Mendelian Genetics Challenged

Think back to high school biology. What did you learn about? Among other things, you probably learned all about Gregor Mendel, the Austrian monk who experiemented with peas and formed our basic understanding of inheritance. Now, researches from Purdue University have come up with evidence that contradicts some basic rules of plant evolution formed by Mendel:

In the experiment, the Purdue researchers found that 10 percent of watercress plants with two copies of a mutant gene called “hothead” didn’t always blossom with deformed flowers like their parents, which carried the mutant genes. Instead, those plants had normal white flowers like their grandparents, which didn’t carry the hothead gene and the deformity appeared only for a single generation. The normal watercress plants with hothead genes appear to have kept a copy of the genetic coding from the grandparent plants and used it as a template to grow normally.
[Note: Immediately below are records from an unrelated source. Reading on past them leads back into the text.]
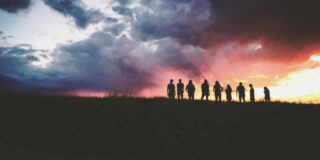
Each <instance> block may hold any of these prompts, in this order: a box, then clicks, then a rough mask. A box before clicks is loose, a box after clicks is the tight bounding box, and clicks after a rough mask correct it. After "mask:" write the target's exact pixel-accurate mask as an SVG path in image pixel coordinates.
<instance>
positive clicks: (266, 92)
mask: <svg viewBox="0 0 320 160" xmlns="http://www.w3.org/2000/svg"><path fill="white" fill-rule="evenodd" d="M270 99H271V98H270V90H269V89H268V88H267V87H264V101H265V102H270Z"/></svg>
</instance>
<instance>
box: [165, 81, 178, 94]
mask: <svg viewBox="0 0 320 160" xmlns="http://www.w3.org/2000/svg"><path fill="white" fill-rule="evenodd" d="M167 94H168V97H169V99H174V97H175V94H176V90H175V86H174V84H173V79H171V80H170V83H169V84H168V87H167Z"/></svg>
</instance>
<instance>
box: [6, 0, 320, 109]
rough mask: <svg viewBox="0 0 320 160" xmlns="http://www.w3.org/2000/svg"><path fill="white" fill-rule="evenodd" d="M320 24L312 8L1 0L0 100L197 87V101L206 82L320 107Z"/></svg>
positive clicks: (165, 92) (295, 2)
All I can say is “hardcore.” Makes me wonder if everything I learned about inheritance might be wrong one day, or at least fundamentally different. Details of the new experiment appear in today’s issue of Nature.

Read: Wired

New DNA with 3FB

Even thought I decided not to pursue it beyond the first level biology courses, I have a pretty strong interest in genetics. The entire topic is just curiously fascinating. I just read about some research that includes a new artificial base pair being replicated:

DNA…is a double helix formed of the base pairs of adenine and thymine (referred to as A and T for short), and of cytosine and guanine (C and G). But now, for the first time since life began, a third, artificial base pair is being replicated. The unnatural molecule is 3-fluorobenzene (3FB for short), which forms a pair with itself.

That’s pretty hardcore if you ask me. The research should help answer the question of why, in every organism, there are only two base pairs. The 3FB base pair is not yet perfect though, “A mistake typically occurs once in every 1,000 base pairs that are copied, compared with around one in 10m bases of natural DNA.”

If they can improve the copy quality, some really interesting things could be on hand:

That might help evolutionary biologists answer the question of why, for billions of years, and in every form of life on earth, only two base pairs are used. It might be that the two base-pair system is the best. Or it might be a simple accident which occurred when life began. In any case, expanding the genetic code of simple organisms could lead to radical new applications for medicine and biotechnology, and to useful information storage and retrieval systems based on DNA.